# 240 or 350 as weekend racer?



## para_bellum (Sep 21, 2017)

Alright so I've just joined this forum looking for fact-based expertise and not cool dude opinions - I used to race a BMW E30, weekends only, had it set up for track but only did auto-cross. I sold it and now, years later, I'm itching to get back into it but looking at a Japanese car this time. There are 2 options I have right now (based on what's available within a few hours of me) - this will sound crazy but I want to spend as little as possible TOTAL but also do as little work as possible (find something with the work already done). I have 2 top contenders right now (excluding another BMW I've got my eye on). 
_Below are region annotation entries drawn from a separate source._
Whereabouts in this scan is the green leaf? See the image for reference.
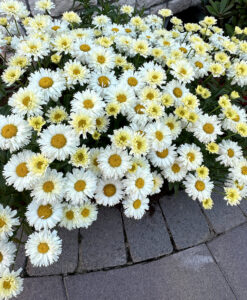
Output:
[220,0,229,12]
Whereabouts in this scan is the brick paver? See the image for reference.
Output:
[124,204,173,262]
[78,207,127,271]
[201,192,246,233]
[208,224,247,300]
[14,276,67,300]
[65,245,235,300]
[27,228,78,276]
[160,191,210,249]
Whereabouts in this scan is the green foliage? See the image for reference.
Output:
[202,0,247,36]
[74,0,145,28]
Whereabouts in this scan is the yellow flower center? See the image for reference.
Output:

-1996 240sx - this car already has some performance upgrades including wheels/tires, suspension, but most importantly it's got the JDM RB25DET swapped into it. BUT IT DOESN'T CURRENTLY RUN. I've had very little luck communicating with the seller over email so I have no details on how long it's been sitting/not running or what he's done or knows about it. What is a fair condition 240sx with the RB25DET swap worth to you guys (as the experts since Nissan is new to me) - both running and not running (note - I am NOT interested in drifting, only a weekend autox and track car). Guy wants $5K for it as is, needs a hood, windshield, and mainly to get the motor running (miles on the JDM motor and chassis are both unknown)

-2003 350z - Car is stock with only 147K on it (lower miles compared to some other models I've considered - remember, cost is a consideration so I'm stuck with higher miles); Generally this car looks good, has a little body damage but is stock (so no performance upgrades) - this guy wants $4000

Both sellers are listed as "OBO" so I am going into the situation assuming I can negotiate WAY down on the 240 since it doesn't run and that I have a little room on the 350z. 

What do you guys think about these two options based on what I've noted above?

NOW - assuming I can buy the 240 for less than $3000 (which will require me figuring out what is needed to get it to run before I spend a single cent or that I can buy the 350z for $3000-3500, which would you guys choose? I go back and forth on which is the better total package - the 240 has a great motor but I worry that maintenance and repairs will be difficult to source parts for quickly since it's a JDM swap BUT the 350z has no upgrades so it may be limited in performance when it comes to the track unless I shell out more money. Thoughts? Please help!

PS - I know this is the 240 space so I'm posting here and on the 350 boards to see what everyone thinks. 

TIA.


----------